Which I did in advance. The conditions were unseasonably mild, so I was warned that they would have to pump in the snow. But when we arrived at night and accidently drove by the slopes, where there wasn't any cell phone service, all of that previous knowledge of knowing that it wasn't a storm, but actual manmade snow, went out of the window. Literally. I banged my head against the my car window for not being prepared with chains for my tires as I felt my little BMW slide a few times up and down the hills. It was only after we cleared that adventure did I reconfirm the knowledge that we were indeed lost, and not in the middle of a pop-up blizzard.
3. Dress like a snow bunny.
Because even if you don't make it to the slopes, at least you'll be as cute as Victoria Beckham in your snow clothes. Cute rather than rugged, with cherry red lipstick was the costume of choice as we explored the town's shops like Fred's General Mercantile, and ate at places like Famous Fast Eddies.
Wearing snow pants, cute sweaters, waterproof jackets and gloves are just the beginning.

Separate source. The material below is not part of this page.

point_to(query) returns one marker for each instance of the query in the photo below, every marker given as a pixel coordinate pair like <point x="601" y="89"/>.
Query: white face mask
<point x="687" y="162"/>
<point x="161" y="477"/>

It takes an entire process to then get fitted for your skis, shoes and helmet -- about a half hour. Then as the Michelin Man or Woman, you must waddle up stairs to the bunny slopes for your lesson. Just getting ready to ski will use all of the protein you thought you stored from your hearty breakfast. And you haven't even skied yet! So sneak a snack in your pocket because once you're out in the snow, you'll be there for hours.
5. Be in shape.
This sport isn't for the faint of heart. Skiing is literally a workout. The next day my arms, core, quads and calves were sore. My friend also observed that all of the fancy-pants skiers and snowboarders were slim and trim. (They were also mostly kids and teenagers, so there's that.)
6. Take a ski lesson.
Believe it or not, many rookies rent their gear and hit the slopes without ever taking a lesson. January is National Learn to ski month, and many places, like Beech Mountain Resort, they actually offer free lessons during the weekdays. So I really don't see why you wouldn't stop to learn a little trick or two. At ski school the first thing they taught us was how to stop, how to climb a hill, how to turn left or right and how to get up. Don't you think that something you should probably take the time to learn?
7. Just because you're moving doesn't mean that you're actually skiing.
So after our lesson we were left on our own. I told my friend "Watch me! I'll show you how it's done," because she looked like a grandma teetering down the hill. (Yes. Black people talk smack for every occasion. Every event, from playing cards, to golfing and even skiing is a competition.) So I went down the hill, made a left turn to avoid hitting other learners. I even stopped when I wanted to. But when I played back the video... I, too, looked like grandma.
8. Falling is fun.
And funny, too. As a rule, people falling is always funny. My first fall was particularly hilarious because I wasn't in motion, but rather standing still, pointing and laughing at my friend. (Yes. Talking smack.) I was bending over, holding my belly, and then timbered over to my side. It's a good thing I learned how to get up from my lesson!
9. What do you mean the lifts don't have safety bars?
Well, some of them do and some don't. So there's your adventure, and there goes my plan for taking awesome selfies on the lift. Instead, I was focussed on holding on for my dear life as I rose hundreds of feet in the air.
10. We were the prettiest girls at the lodge.
On the slopes it was hard to verify, but I was pretty sure that my friends and I were the only chocolate drops on the snow. But once we went for dinner at Beech Tree Bar and Grill, I was sure of it. I'm sure the folks have seen black people before, up close and in real life - most of the guests were tourists after all. But I'm not sure they are used to see us that high up in elevations or maybe it's because me and my girls were so fly- I'm thinking it's the latter. Whatever the case, my friends and I were overwhelmed with warm greetings and compliments all evening long. We even had a mystery man pay for our meal.
Do you remember your first ski trip? How old were you? What was it like? I'd love to know!